Children see the world differently.
One, they’re very literal. I’ll never forget our daughter, at two, responding to a question about how people reacted to the new dress she wore to a special event.
“Did you get any comments on your dress?” we asked.
“No,” she said, looking, vaguely alarmed, down at the skirt. “There’s nothing on the dress.”
This is charming, yes. But there is also a wisdom to the straightforward, uncomplicated way that children approach their world and the people in it. They do not look for — nor expect — hidden motivations. They do not manipulate words in clever and cunning fashions so that they seem to be saying one thing but really meaning another. They do not value items for no other reason than that the marketplace announces them relevant or trendy or cool.
In many ways, they exhibit a logic that we adults have lost.
The artwork, Child of Eden, explores this sense of innocence and wonder. A little girl stands in the midst of a garden — and where better than a garden to personify innocence? She clutches a bunch of radishes as if they were the most beautiful bouquet.

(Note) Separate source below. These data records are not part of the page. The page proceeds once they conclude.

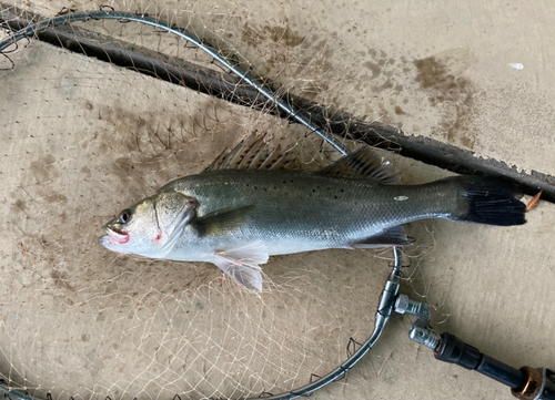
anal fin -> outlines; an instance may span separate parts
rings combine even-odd
[[[408,237],[402,226],[393,226],[377,235],[366,237],[365,239],[353,243],[353,248],[377,248],[390,246],[410,246],[414,239]]]

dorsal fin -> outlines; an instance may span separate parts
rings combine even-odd
[[[264,147],[264,135],[254,132],[241,141],[229,154],[225,150],[203,172],[215,170],[264,170],[292,171],[296,166],[295,158],[289,152],[283,153],[281,145],[272,151]]]
[[[336,161],[317,172],[331,177],[351,180],[371,180],[382,185],[394,185],[398,182],[397,171],[389,162],[383,162],[369,146]]]

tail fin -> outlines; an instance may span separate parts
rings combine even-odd
[[[456,180],[463,197],[458,204],[464,211],[458,215],[454,213],[454,220],[498,226],[526,224],[526,205],[519,201],[522,193],[514,182],[493,176],[458,176],[448,180]]]

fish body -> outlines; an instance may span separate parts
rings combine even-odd
[[[369,147],[319,172],[276,171],[271,166],[281,158],[263,153],[260,142],[251,137],[210,171],[170,182],[123,211],[104,226],[100,244],[150,258],[213,263],[246,288],[261,289],[260,265],[269,256],[410,245],[401,225],[425,218],[525,223],[525,205],[498,178],[397,186]]]

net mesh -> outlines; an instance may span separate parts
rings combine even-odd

Who is to say that they are not? Like flowers, this bounty of the garden is colorful and varied in shape and form. They’re fresh and new, a sign of the season’s growth and abundance.
In the little girl’s mind, a cluster of radishes would look fine in a vase, a worthy gift to be taken to her mother or father as a sign of her love.
To the adult mind, it’s an odd gift. But to the wise adult mind, the one that observes children and tries to recapture their curiosity, their openness, their willingness to accept things at face value, it’s a truly precious gift.